ANNAPOLIS -- The General Assembly, which opened its session this year with the opportunity to restructure Maryland's entire tax system, ended last night with a vote merely acknowledging that the state must do more to help Baltimore and the state's poorest counties.
It was belated recognition of the unfinished business left from this year's minimally productive 90-day session -- a year in which the legislature killed or sent to summer study virtually every major initiative except for abortion, campaign reform, and a law to make government meetings more open to the public.
The legislature's vote to send more money to the state's six poorest subdivisions was contained in a Senate bill appropriating $11.4 million to them in the coming year. But when the measure hit the House late yesterday, it drew heated opposition from suburban Montgomery, Howard and Baltimore County lawmakers, who fear it could result in permanent, annual grants to the six jurisdictions at their expense.
"This goes well beyond our original budget deal," complained Delegate Peter Franchot, D-Montgomery. "This is not some harmless repetition of state policy.

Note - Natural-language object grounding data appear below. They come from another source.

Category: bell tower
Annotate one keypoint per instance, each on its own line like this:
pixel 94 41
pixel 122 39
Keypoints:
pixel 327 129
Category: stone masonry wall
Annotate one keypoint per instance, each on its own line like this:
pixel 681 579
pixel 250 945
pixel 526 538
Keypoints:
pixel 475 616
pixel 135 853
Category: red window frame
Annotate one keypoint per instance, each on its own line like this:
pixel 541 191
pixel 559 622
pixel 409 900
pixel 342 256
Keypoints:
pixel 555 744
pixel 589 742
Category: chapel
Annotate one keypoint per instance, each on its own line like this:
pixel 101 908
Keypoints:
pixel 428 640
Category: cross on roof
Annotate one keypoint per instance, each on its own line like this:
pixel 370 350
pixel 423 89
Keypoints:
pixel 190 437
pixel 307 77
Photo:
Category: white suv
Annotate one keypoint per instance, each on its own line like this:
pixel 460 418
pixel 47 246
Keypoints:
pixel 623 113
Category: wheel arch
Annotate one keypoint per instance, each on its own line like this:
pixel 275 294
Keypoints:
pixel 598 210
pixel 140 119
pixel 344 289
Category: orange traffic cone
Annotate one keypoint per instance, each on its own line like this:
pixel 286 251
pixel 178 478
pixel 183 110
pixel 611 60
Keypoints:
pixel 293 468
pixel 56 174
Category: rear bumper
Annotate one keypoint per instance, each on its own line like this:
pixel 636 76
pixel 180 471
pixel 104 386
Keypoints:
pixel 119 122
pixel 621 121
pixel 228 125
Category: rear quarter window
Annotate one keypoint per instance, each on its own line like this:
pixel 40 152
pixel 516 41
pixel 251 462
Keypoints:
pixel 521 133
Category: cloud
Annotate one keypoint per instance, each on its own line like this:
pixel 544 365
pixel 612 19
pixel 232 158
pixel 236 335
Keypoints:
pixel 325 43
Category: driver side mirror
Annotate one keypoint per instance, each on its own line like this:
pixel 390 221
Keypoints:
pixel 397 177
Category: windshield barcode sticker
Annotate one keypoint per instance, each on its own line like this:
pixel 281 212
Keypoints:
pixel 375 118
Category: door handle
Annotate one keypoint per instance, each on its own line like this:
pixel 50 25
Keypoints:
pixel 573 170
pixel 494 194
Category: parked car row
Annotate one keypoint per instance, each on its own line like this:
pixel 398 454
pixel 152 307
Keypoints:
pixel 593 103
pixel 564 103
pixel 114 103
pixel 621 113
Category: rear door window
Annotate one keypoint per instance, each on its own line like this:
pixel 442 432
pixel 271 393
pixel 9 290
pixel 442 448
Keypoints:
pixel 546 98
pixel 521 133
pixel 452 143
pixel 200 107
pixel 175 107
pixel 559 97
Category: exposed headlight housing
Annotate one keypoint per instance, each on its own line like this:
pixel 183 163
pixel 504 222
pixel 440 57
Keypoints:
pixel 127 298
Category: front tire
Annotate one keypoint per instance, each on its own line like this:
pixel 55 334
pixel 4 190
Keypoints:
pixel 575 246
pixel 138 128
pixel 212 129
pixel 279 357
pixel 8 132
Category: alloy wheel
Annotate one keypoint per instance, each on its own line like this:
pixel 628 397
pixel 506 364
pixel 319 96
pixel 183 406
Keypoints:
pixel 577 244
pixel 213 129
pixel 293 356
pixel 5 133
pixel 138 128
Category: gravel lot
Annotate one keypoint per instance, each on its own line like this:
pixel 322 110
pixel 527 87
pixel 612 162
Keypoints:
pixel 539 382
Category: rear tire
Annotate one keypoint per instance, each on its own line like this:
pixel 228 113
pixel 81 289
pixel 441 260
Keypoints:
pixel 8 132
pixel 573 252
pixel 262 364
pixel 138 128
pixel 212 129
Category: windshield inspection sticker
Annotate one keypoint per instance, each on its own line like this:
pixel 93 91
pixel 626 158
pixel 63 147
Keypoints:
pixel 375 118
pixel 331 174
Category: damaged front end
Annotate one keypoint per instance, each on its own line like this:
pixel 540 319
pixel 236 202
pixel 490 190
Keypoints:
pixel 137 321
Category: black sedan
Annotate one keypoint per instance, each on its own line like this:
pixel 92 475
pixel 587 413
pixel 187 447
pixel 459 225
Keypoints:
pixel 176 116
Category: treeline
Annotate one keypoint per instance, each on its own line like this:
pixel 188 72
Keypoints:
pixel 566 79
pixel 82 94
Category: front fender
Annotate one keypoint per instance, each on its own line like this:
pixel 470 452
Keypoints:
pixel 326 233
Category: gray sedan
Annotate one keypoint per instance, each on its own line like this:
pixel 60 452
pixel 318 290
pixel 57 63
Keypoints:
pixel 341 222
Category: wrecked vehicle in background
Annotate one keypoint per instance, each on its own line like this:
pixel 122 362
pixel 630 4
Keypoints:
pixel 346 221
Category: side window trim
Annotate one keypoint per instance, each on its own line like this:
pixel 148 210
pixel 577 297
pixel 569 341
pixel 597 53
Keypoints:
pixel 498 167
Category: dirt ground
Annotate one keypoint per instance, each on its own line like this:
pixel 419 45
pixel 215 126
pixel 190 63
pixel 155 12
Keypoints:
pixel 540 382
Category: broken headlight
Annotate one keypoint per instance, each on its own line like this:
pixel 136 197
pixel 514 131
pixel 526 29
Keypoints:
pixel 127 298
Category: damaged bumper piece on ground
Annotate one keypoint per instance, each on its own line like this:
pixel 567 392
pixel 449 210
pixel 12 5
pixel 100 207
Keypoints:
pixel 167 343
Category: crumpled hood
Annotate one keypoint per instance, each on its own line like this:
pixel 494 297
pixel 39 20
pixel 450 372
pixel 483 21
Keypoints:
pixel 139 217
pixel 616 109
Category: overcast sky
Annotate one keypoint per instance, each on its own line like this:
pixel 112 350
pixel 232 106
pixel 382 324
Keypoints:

It is a new policy . . .that says, 'A grant shall be made to offset disparities in local income tax revenues.' "
But efforts to delete or weaken the requirement were defeated by more than two-to-one margins, and the bill ultimately was approved in the House, 107-19.
"For the first time, it establishes the principle of elevating poor counties to a higher level of funding," said Sen. John A. Pica, D-Baltimore. "It recognizes the disparities between poorer and richer jurisdictions."
Backers said the bill merely reiterated the state's goal of helping its poorest subdivisions. They tried to calm nervous opponents by waving an attorney general's opinion that says the governor does not have to finance the grant in his budget if he lacks the money.
As the lawmakers crept toward their midnight adjournment, the House and Senate approved a pair of campaign finance reform bills that will place limits on political action committee contributions, raise individual contribution limits, and attempt to move lobbyists out of the political fund-raising business. By the time the final votes were tallied, the compromises had been struck and the bills went through without debate.
During their final 14-hour day, the 188 delegates and senators also voted to permit the State Highway Administration to raise speed limits on rural interstate highways to 65 mph, to approve Gov. William Donald Schaefer's plan to restructure the state college scholarship program, to revise a formula to pump more money into Maryland's community colleges, and to let some podiatrists operate on ankles.
Still awaiting final resolution as the dinner hour passed last night were bills to give the state more control over the hiring and firing of local social services directors, and to add a recycling tax of up to a dollar for every new tire sold in Maryland.
A bill that would have required Maryland cars to meet California's tough vehicle emissions standards appeared headed for a solitary death, denied even a committee vote by a powerful opponent, Sen. Walter M. Baker, D-Cecil, chairman of the Judicial Proceedings Committee.
Yesterday's actions ended a session that was indisputably the worst for Governor Schaefer since he came to office five years ago. The legislature rejected his major tax restructuring initiative, his comprehensive plan to control growth in the Chesapeake Bay region, his effort to ban the sale and possession of assault weapons, and his proposal to pump $1.5 billion into the $l Transportation Trust Fund over the next five years, principally by raising the tax on gasoline.
Potentially the most enduring act came during the session's opening month, when legislators ended a two-year fight by approving a bill assuring a woman's right to an abortion in Maryland. But a move to petition the law to referendum in 1992 may mean even that action will not be final until voters have their say.
Legislators arrived in Annapolis Jan. 9 vowing not to raise taxes, but did so anyway to cover a huge budget deficit caused by the recession. Ultimately, they balanced this year's and next year's budget with $95 million in higher taxes on cigarettes, capital gains and certain food sales.
They also used some of the tax proceeds to send the $11.4 million to Baltimore and five poor counties: Allegany, Caroline, Dorchester, Garrett and Somerset.
It was a session initially overshadowed by the Persian Gulf war, consumed for its first month by the debate over abortion, and troubled from beginning to end by a recession that left the state facing deficits exceeding $700 million this year and next.
Mutual distrust and quirky behavior from the governor permeated the session.